Berry concluded, “A healthy community is not one that is free of problems, but one that is able to take care of its problems.” That simple line cuts through our culture’s obsession with control and perfection. Health is not found in eliminating struggle but in creating the capacity to bear it together.

At The Neighborhood Garden Project, we are answering that same call. We are not trying to build flawless gardens or flawless people. We do not chase after an image of success where every row is weed-free or every participant is free of hardship. Instead, we build spaces where soil and soul can face reality honestly. Problems will always come: weeds return, seasons shift, and people carry burdens that are not easily solved. But when a community is knit together through soil and shared presence, it gains the strength to hold those burdens.

Our first garden manager, Kayla, is a prime example. She came to co-steward with us after nearly fifteen years of gardening experience. At first, her work in the soil had been largely personal, providing food for her own household. But through the garden, that fragmented practice was brought into wholeness. She quit her job to help in the garden full-time, without a promise of a salary. She simply stepped into the opportunity.

That choice was not about security or predictability. It was about presence. What had once been private gardening for consumption became relationally driven stewardship, where her past experience could be poured into others. She learned, and we learned with her, that health does not emerge from holding tight to guarantees. It grows when people commit themselves to one another, trusting that provision will meet the step taken. In Kayla’s life, gardening shifted from a solitary skill into a membership practice. Her story shows what Berry described: health as wholeness, carried in community rather than managed in isolation.

The wholeness we are cultivating is not neat or polished. It is relational. It is messy at times, but it is durable. Neighbors who work the soil together learn to listen more deeply. Children who grow up in the garden discover rhythms of patience that resist instant gratification. Adults who enter weary find rest in belonging, not in performance. Over time, this living membership makes visible what Berry foresaw: a culture where health is not consumed but carried, not treated as a service but received as a gift of presence.

To build such spaces is to stand against fragmentation. It is to declare that soil and soul are not separate, that food and relationship are not rivals, that body and spirit cannot be divided. In the garden, they are reconciled. And out of that reconciliation, health begins to live again—not as an institution’s promise, but as a community’s way of life.

Generations of Wholeness

When Wendell Berry wrote “Health” in the 1970s from rural Kentucky, he was both critiquing and envisioning. He saw how farming was being stripped of its context, land reduced to commodity, health reduced to symptom management, and communities reduced to consumers. His words carried a warning: fracture was spreading, and if soil, food, and people were pulled apart, wholeness would vanish.

Nearly fifty years later, that vision has crossed geography and generation. What Berry lamented from a hillside farm in Kentucky is being answered in the raised beds of a city parish. Where he named the fracture, we are rejoining the pieces. Where he dreamed of membership, we are embodying it, not in wide fields but in plots of soil that knit neighbors together.
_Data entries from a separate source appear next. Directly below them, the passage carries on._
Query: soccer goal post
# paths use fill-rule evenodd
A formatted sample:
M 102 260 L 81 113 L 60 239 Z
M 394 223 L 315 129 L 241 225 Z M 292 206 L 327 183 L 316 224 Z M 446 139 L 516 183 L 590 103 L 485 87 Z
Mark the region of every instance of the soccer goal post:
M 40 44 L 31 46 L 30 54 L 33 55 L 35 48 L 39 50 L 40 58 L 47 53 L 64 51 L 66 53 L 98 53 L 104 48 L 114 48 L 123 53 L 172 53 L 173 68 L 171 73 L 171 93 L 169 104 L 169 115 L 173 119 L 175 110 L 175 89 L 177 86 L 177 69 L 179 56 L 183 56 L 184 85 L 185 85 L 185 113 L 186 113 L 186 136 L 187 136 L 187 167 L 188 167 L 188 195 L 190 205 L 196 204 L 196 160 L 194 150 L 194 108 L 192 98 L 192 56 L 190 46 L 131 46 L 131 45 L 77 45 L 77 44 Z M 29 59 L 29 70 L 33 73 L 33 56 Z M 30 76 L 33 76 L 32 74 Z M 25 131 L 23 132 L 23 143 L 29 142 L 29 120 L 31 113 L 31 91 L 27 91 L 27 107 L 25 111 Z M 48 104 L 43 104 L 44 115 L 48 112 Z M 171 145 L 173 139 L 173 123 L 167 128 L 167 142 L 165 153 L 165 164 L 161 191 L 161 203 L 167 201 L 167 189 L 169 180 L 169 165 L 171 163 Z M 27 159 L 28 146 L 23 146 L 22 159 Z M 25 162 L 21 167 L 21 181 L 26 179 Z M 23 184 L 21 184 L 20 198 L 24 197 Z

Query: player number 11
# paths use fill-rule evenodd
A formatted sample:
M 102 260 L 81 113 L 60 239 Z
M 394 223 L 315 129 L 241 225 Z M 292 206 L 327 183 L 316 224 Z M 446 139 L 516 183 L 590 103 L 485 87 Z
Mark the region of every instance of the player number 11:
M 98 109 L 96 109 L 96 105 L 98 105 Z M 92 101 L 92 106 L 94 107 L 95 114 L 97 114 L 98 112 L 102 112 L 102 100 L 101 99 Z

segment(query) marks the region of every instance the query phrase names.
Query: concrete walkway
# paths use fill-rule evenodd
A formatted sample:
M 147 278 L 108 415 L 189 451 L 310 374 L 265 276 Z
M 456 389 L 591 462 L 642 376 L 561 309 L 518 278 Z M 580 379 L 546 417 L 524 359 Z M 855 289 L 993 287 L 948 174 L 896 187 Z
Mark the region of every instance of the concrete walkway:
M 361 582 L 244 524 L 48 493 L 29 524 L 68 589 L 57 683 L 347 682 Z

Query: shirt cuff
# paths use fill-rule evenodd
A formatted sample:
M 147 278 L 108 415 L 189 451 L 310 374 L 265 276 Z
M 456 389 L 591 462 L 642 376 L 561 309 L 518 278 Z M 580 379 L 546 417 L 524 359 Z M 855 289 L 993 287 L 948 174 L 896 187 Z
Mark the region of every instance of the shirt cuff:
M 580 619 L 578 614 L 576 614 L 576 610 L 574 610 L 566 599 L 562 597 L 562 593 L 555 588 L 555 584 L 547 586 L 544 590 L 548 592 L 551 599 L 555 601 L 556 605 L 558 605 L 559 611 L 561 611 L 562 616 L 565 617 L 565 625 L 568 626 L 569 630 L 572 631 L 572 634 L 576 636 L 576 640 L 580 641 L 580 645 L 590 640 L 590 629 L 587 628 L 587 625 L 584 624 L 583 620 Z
It is striking how each generation carries its share of this wholeness. Berry’s task was to see and speak, to stand against the tide of industrial fragmentation. Our task is to cultivate, to bring those words into soil and community so that health is not abstract but lived. What was once prophecy has become practice.

Berry wrote, “We cannot have health apart from one another and apart from the earth.” In rural Kentucky, that was a call to remember. In the city, it is a call we are answering, a living picture of health restored, not as a product but as presence, not as a program but as membership.